4D VQ-GAN: Synthesising Medical Scans at Any Time Point for Personalised Disease Progression Modelling of Idiopathic Pulmonary Fibrosis

TL;DR

This paper tackles the challenge of modeling IPF progression from high-dimensional CT volumes by learning a continuous 4D trajectory. It introduces 4D-VQ-GAN, which uses a 3D-VQ-GAN to encode CTs into a discrete latent space and a neural ODE to model temporal evolution, enabling generation of CTs at any time point from sparse observations. The authors validate the method on IPF CT data through interpolation/extrapolation tasks and survival-analysis-based biomarkers, showing generated scans preserve prognostic information comparable to real data. This work advances personalized disease progression modelling and holds potential for synthetic data, data augmentation, and improved treatment planning in IPF.

Abstract

Understanding the progression trajectories of diseases is crucial for early diagnosis and effective treatment planning. This is especially vital for life-threatening conditions such as Idiopathic Pulmonary Fibrosis (IPF), a chronic, progressive lung disease with a prognosis comparable to many cancers. Computed tomography (CT) imaging has been established as a reliable diagnostic tool for IPF. Accurately predicting future CT scans of early-stage IPF patients can aid in developing better treatment strategies, thereby improving survival outcomes. In this paper, we propose 4D Vector Quantised Generative Adversarial Networks (4D-VQ-GAN), a model capable of generating realistic CT volumes of IPF patients at any time point. The model is trained using a two-stage approach. In the first stage, a 3D-VQ-GAN is trained to reconstruct CT volumes. In the second stage, a Neural Ordinary Differential Equation (ODE) based temporal model is trained to capture the temporal dynamics of the quantised embeddings generated by the encoder in the first stage. We evaluate different configurations of our model for generating longitudinal CT scans and compare the results against ground truth data, both quantitatively and qualitatively. For validation, we conduct survival analysis using imaging biomarkers derived from generated CT scans and achieve a C-index comparable to that of biomarkers derived from the real CT scans. The survival analysis results demonstrate the potential clinical utility inherent to generated longitudinal CT scans, showing that they can reliably predict survival outcomes.

Figures (9)

• Figure 1: The overview of our two-stage training strategies. The first stage trains an encoder-decoder-based 3D-VQ-GAN to reconstruct the CT volumes. The second stage takes the latent embeddings ($z_t, ..., z_0$) from the first stage, and trains a temporal model to reconstruct them. The temporal model consists of a 3D-ConvGRU, that compresses the temporal latent embeddings to match the dimensionality of the input of the ODE Solver to ease the computational burden. The projector, a light-weight 3D convolutional module reconstructs the temporal latent embeddings from the outputs of the ODE Solver. Those reconstructed latent embeddings are then fed into a frozen 3D-VQ-GAN Decoder from stage 1 for longitudinal CT reconstruction.
• Figure 2: The inference of the trained model. Given two scans, the model can generate more scans up to the specified year at a specific interval.
• Figure 3: Three real CT scans of an IPF patient are shown in the upper panel, representing axial, coronal, and sagittal sections. Using two scans from year 0 and year 2, the trained model can generate CT scans at any arbitrary time points. The below panel shows the generated CT images at five different time points, with three corresponding to the real scans.

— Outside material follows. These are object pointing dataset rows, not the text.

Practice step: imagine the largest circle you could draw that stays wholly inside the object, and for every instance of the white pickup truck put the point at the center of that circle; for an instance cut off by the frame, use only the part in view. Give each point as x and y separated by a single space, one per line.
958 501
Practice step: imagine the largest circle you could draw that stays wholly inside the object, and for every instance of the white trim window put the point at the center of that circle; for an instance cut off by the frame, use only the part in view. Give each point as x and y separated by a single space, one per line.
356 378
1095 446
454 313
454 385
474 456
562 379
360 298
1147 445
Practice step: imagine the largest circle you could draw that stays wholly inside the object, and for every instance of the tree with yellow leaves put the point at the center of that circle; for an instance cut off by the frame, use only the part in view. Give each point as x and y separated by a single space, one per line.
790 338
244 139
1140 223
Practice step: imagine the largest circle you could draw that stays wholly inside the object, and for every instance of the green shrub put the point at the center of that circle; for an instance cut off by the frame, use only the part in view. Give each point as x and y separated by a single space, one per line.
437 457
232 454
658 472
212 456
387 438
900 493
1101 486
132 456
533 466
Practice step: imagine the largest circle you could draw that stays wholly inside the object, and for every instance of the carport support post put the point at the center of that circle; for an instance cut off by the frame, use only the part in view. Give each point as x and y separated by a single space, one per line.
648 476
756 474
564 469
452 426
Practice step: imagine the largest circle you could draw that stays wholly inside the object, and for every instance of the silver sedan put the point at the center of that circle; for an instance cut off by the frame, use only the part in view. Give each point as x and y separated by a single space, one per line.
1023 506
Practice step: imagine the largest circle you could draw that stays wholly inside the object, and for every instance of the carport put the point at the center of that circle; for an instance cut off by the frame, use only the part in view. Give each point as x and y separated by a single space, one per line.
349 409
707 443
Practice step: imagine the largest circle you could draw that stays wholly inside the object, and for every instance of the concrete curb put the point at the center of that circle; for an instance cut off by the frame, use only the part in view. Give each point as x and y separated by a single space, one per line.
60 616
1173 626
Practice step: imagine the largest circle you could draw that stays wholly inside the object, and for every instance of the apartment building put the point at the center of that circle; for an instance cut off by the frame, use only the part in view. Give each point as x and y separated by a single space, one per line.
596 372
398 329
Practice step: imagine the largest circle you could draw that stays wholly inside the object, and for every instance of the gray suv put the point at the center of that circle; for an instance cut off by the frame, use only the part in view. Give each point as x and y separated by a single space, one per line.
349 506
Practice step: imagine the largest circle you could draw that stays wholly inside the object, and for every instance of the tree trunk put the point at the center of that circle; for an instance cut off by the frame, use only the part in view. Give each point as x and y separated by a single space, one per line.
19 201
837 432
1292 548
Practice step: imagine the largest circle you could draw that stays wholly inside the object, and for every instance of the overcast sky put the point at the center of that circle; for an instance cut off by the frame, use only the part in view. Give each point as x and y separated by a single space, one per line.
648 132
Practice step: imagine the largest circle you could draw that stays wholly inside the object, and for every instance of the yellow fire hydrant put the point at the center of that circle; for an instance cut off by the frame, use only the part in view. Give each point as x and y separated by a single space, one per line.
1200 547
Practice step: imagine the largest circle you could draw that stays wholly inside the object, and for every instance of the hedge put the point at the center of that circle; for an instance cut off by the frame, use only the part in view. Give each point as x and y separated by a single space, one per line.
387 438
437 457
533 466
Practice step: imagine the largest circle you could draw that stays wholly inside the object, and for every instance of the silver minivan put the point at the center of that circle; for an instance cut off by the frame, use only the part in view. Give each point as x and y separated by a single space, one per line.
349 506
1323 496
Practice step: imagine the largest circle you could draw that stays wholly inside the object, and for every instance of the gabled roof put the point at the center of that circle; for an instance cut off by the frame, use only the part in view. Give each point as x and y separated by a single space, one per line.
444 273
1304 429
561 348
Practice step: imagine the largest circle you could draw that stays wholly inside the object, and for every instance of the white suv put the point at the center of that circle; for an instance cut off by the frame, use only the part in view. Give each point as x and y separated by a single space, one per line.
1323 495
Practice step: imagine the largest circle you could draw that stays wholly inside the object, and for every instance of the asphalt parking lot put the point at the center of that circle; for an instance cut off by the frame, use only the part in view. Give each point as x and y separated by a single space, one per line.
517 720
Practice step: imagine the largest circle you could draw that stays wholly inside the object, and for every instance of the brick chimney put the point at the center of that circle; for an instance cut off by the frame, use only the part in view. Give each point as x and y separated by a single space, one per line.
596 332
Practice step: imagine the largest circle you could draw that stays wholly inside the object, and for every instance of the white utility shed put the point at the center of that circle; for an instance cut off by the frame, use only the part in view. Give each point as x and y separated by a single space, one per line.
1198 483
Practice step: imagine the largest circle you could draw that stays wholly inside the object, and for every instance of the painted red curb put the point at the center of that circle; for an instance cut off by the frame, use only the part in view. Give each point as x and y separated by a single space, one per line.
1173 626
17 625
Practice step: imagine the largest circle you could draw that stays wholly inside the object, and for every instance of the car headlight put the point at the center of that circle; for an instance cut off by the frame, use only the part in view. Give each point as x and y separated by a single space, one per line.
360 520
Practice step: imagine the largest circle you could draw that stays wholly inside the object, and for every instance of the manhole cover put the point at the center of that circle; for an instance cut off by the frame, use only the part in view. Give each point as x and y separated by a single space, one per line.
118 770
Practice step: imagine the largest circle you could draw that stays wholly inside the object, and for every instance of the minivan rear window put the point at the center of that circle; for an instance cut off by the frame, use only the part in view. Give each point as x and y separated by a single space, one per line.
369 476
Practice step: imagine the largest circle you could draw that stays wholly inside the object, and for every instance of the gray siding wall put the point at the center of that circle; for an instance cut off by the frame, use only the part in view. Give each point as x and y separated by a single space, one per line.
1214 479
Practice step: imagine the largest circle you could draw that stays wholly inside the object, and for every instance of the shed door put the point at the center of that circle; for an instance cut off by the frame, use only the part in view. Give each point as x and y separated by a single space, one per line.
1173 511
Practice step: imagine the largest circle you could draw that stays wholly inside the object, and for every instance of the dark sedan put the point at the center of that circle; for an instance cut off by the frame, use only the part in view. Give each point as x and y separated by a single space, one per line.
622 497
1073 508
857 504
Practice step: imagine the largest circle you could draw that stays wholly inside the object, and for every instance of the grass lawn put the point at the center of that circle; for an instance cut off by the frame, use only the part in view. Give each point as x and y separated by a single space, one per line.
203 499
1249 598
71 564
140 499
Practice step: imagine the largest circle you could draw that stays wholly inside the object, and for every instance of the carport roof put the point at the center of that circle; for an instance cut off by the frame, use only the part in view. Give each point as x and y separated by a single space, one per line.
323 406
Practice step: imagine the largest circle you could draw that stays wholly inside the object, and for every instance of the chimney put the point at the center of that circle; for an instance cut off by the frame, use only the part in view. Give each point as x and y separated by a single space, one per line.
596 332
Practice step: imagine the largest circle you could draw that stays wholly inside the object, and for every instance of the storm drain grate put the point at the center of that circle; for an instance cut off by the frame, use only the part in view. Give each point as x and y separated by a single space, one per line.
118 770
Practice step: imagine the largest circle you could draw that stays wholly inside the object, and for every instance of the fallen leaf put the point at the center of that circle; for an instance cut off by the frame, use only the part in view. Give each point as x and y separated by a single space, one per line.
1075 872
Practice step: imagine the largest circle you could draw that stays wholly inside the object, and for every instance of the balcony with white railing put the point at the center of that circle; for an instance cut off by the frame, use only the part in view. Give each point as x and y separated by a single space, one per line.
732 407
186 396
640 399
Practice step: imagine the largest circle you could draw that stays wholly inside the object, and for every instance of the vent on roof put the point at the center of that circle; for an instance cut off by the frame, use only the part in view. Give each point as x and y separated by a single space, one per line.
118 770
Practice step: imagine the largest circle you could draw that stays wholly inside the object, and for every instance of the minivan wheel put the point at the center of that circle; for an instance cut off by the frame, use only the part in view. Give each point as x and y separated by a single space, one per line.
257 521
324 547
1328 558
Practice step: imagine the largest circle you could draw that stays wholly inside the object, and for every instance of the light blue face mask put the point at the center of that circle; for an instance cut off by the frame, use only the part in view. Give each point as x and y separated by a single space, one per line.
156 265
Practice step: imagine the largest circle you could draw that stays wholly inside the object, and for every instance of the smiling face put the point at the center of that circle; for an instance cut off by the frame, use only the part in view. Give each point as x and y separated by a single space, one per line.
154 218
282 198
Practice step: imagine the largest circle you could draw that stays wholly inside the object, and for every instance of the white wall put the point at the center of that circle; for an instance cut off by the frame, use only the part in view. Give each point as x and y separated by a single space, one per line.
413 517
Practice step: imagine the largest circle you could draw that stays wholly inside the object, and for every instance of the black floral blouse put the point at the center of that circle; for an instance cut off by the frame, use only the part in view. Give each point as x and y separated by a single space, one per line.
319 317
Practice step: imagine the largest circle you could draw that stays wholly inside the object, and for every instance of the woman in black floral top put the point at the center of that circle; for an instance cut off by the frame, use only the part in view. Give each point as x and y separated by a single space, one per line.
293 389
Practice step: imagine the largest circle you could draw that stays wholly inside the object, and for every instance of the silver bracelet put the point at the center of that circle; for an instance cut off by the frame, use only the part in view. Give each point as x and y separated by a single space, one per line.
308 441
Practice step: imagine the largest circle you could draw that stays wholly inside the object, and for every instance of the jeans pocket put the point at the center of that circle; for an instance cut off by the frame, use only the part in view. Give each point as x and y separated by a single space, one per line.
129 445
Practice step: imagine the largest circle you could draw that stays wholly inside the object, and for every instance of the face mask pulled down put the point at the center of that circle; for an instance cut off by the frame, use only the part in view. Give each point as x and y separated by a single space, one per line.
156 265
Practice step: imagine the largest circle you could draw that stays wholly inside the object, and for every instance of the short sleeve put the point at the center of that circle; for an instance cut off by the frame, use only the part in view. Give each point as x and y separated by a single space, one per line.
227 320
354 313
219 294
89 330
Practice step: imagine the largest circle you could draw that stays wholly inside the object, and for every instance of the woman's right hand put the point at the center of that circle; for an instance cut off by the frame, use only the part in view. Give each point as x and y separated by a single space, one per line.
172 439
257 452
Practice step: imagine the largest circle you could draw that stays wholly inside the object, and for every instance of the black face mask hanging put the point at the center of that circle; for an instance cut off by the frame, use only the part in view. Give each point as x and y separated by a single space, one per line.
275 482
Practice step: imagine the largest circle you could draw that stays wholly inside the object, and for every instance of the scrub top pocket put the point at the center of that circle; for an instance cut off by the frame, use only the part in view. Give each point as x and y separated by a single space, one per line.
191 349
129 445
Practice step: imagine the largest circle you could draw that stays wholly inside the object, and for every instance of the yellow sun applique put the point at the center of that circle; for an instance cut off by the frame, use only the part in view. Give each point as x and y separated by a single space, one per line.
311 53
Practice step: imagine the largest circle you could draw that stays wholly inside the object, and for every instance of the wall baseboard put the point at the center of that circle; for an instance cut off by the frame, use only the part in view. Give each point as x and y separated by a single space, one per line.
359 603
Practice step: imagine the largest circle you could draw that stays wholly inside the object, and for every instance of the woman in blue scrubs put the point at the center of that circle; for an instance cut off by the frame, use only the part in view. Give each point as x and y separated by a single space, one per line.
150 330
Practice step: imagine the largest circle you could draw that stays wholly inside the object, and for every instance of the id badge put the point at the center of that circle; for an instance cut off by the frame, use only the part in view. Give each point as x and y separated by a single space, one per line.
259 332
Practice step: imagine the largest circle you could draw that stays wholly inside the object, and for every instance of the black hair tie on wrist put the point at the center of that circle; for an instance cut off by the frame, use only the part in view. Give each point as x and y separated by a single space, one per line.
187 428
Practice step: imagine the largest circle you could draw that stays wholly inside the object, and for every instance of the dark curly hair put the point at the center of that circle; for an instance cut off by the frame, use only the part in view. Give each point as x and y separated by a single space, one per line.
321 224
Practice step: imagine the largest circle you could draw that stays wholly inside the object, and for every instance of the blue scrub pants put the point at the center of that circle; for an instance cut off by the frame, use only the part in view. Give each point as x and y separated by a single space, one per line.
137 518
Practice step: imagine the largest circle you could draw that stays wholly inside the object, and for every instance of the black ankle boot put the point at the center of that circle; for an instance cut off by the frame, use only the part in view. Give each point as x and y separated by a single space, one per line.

A zoomed region of the left lower lobe (yellow box) in the real and generated CT scans show comparable amounts of architectural distortion, patterned ground glass opacification and reticulation, all hallmarks of lung fibrosis.
• Figure 4: Segmentation results for selected cases from Leuven cohort
• Figure 5: Visualization of four registration outcomes with a focus on lung areas for clarity. The left two columns present axial views before and after registration, while the right two columns showcase coronal views. Baseline scans are denoted in blue, whereas follow-up scans are highlighted in yellow. The merging of colours results in grey or white hues, indicating aligned structures due to RGB amalgamation. Notably, follow-up scans are registered to their corresponding baseline scans. The first two rows illustrate cases with successful registration outcomes, while the subsequent two rows demonstrate instances of varying degrees of misalignment.